Important
Explore the Interactive Guide & Dashboard Live at:
👉 boxwrench.github.io/tesla_agent
Welcome to tesla_agent! This repository is a clean-room, plug-and-play template designed to teach water treatment operators and utility professionals how to build and run local, private agentic AI workflows on consumer AMD hardware.
This is the guide we wish we had when we started: verbose, explanatory, data-driven, and honest about what didn't work.
The public repo has four jobs:
| Job | What to use |
|---|---|
| Learn | The chapter guide explains local agents, Strix Halo hardware, safety, and utility workflows in plain language. |
| Reproduce | The reference matrix records model files, checksums, backend versions, gates, and measured benchmark rows. |
| Choose | The model ladder and decision tree help pick a default, quality lane, speed lane, or experimental lane without trying every release from scratch. |
| Build safely | The workflow and safety chapters show how to run a supervised, local water-agent workflow without connecting an agent to production systems. |
Track recommendation and benchmark pivots in the Changelog. For a machine- and human-readable map of canonical sources, see Repository Map and Canonical Sources.
For related writing on utility work, technology, and practical operations, see Title 22 — water, systems, strategy.
Tracking the wider field? Of Agents and Aquifers is a running, curated collection of research papers, repositories, and notable finds at the intersection of AI / agentic systems and utilities — the reading list behind this work (source repo).
Caution
CRITICAL INFRASTRUCTURE WARNING: This repository and its associated scripts, guides, and models are educational resources and research prototypes only. They are NOT certified, approved, or designed for use in real-time control, automated process adjustment, regulatory reporting, or direct operations of public drinking water systems, wastewater treatment facilities, municipal SCADA systems, or any other critical infrastructure.
The code, data, and models are provided "AS IS" without warranties of any kind, express or implied. Under no circumstances shall the authors or copyright holders be liable for any operational failures, water quality compliance violations, health hazards, equipment damage, or legal penalties resulting from the use of this software.
Warning
An agent with high-level permissions is three things at once: an apprentice you've handed the SCADA console, a five-year-old with your phone, and a junior staffer with the corporate credit card. Confident, eager, and unsupervised, it will do something you didn't intend.

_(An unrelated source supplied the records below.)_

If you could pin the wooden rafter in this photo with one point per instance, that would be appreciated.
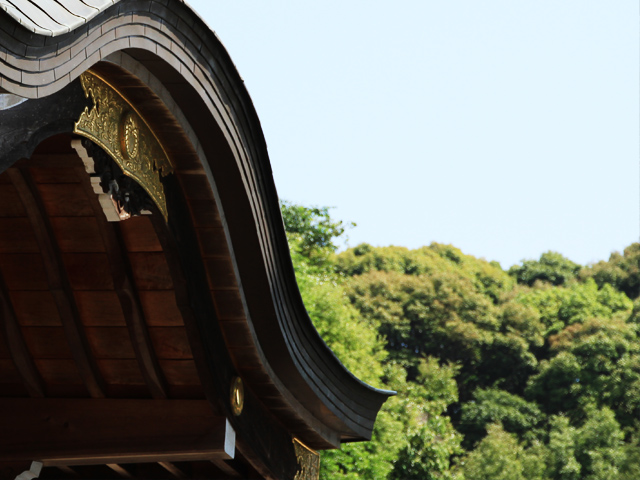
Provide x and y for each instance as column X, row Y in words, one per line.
column 126, row 291
column 17, row 346
column 58, row 281
column 112, row 431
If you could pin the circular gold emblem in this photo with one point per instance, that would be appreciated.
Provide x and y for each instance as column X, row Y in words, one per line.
column 129, row 136
column 237, row 396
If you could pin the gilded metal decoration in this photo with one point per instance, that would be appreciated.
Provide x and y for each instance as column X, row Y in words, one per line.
column 116, row 126
column 308, row 462
column 237, row 396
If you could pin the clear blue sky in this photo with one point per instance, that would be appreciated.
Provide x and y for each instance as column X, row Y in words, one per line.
column 506, row 128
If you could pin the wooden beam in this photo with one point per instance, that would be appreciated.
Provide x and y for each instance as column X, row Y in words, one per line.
column 112, row 431
column 58, row 281
column 225, row 468
column 17, row 347
column 125, row 288
column 173, row 470
column 123, row 472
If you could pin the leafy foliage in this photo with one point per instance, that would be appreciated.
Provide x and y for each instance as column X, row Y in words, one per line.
column 552, row 268
column 530, row 374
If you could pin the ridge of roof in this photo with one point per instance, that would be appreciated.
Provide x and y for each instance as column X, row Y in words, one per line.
column 54, row 17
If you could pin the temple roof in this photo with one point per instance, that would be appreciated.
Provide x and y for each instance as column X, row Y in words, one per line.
column 224, row 269
column 54, row 17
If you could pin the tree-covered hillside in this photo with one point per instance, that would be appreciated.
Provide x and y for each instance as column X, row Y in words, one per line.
column 531, row 373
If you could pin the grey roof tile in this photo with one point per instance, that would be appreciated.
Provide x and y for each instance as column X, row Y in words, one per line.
column 54, row 17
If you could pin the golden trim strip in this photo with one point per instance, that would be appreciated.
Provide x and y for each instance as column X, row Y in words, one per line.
column 308, row 461
column 118, row 128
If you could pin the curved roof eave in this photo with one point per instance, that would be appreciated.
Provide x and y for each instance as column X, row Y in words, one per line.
column 205, row 65
column 54, row 17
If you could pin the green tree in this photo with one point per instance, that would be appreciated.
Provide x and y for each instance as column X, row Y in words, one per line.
column 552, row 268
column 621, row 271
column 492, row 405
column 497, row 457
column 311, row 231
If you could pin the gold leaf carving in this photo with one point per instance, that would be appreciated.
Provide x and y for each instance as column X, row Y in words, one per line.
column 308, row 462
column 114, row 125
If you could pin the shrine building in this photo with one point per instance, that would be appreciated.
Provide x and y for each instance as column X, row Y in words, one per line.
column 150, row 321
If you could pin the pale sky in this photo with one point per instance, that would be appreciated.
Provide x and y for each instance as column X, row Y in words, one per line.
column 506, row 128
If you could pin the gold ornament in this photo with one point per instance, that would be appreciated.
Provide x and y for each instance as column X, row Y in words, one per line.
column 115, row 125
column 308, row 461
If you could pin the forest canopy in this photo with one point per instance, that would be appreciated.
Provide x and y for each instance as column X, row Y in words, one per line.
column 532, row 373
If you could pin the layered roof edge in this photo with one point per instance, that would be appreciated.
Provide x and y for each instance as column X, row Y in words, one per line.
column 54, row 17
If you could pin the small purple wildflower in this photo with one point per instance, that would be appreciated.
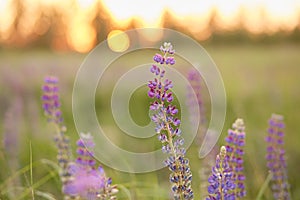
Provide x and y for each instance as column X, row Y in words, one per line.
column 221, row 183
column 167, row 126
column 50, row 98
column 88, row 181
column 276, row 158
column 235, row 142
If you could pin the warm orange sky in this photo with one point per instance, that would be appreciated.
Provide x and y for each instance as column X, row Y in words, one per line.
column 258, row 16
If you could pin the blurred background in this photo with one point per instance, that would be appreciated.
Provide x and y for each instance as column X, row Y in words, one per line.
column 255, row 44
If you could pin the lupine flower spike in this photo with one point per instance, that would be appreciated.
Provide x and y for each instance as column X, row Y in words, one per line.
column 276, row 158
column 207, row 163
column 88, row 181
column 221, row 182
column 235, row 142
column 51, row 106
column 167, row 125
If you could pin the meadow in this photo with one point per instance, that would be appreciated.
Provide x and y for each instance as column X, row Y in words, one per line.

Before you give an agent write access to anything that matters, read Chapter 11 — Agent Safety. It covers sandboxing, least-privilege access, credential isolation, spend limits, kill switches, and the incident playbook for when (not if) something goes sideways.
The single most important control for cloud agents is a hard spend cap set on the provider side, today, before the first run — it's the difference between a $5 lesson and a $1,000 hole when an agent loops on a failing task overnight. (Every model in this repo runs locally specifically so this failure mode does not exist.)
The cheapest hour you'll ever spend on this stack is the one you spend reading the safety chapter before you let an agent run unattended for the first time.
Start here and read in order — each chapter builds on the last. Written for water-treatment and utility professionals new to AI, not just engineers.
| # | Chapter | What it covers |
|---|---|---|
| 01 | What is Agentic AI? | Core concepts — agents, tools, the tool-call loop |
| 02 | Why Local? | Privacy, offline capability, and cost |
| 03 | The Hardware | Strix Halo, unified memory, and GTT pools |
| 04 | The Journey | What failed, what worked, and why |
| 05 | Setup | Step-by-step build with troubleshooting |
| 06 | Verification | Running the Nonce Gate and Coding Eval |
| 07 | Choosing a Model | Benchmarks and reasoning toggles |
| 08 | Speed and Tuning | Vulkan vs ROCm, MTP speed lanes, reasoning budgets |
| 09 | Building Your Workflow | Putting it to work on real utility tasks |
| 10 | How Agents Work Together | One agent vs pipelines, batch, and orchestrators |
| 11 | Agent Safety | Sandboxing, least privilege, spend limits, kill switches — read before write access |
Prefer a rendered, interactive version? See the live site. For technical lookups, jump to the Reference.
All benchmarks were run on local consumer hardware with the following configuration:
- Hardware (APU): AMD Ryzen Strix Halo (gfx1151), 128 GB LPDDR5X system RAM (configured via modprobe with 96 GB GTT graphics memory pool).
- Server Backend:
llama.cpp/llama-server(stable buildb9247; opt-in MTP lanes reproduced onb9360, with Gemma QAT MTP probes on Atomicb9019). The default backend is Vulkan/RADV (Mesa 25.2.8); ROCm 7.2.x (HIP) is the retained fallback and the path some rows are measured on (see matrix). - Parameters: Greedy decoding (temperature = 0), context buffers scaled from 8,192 to 32,768, Flash Attention active.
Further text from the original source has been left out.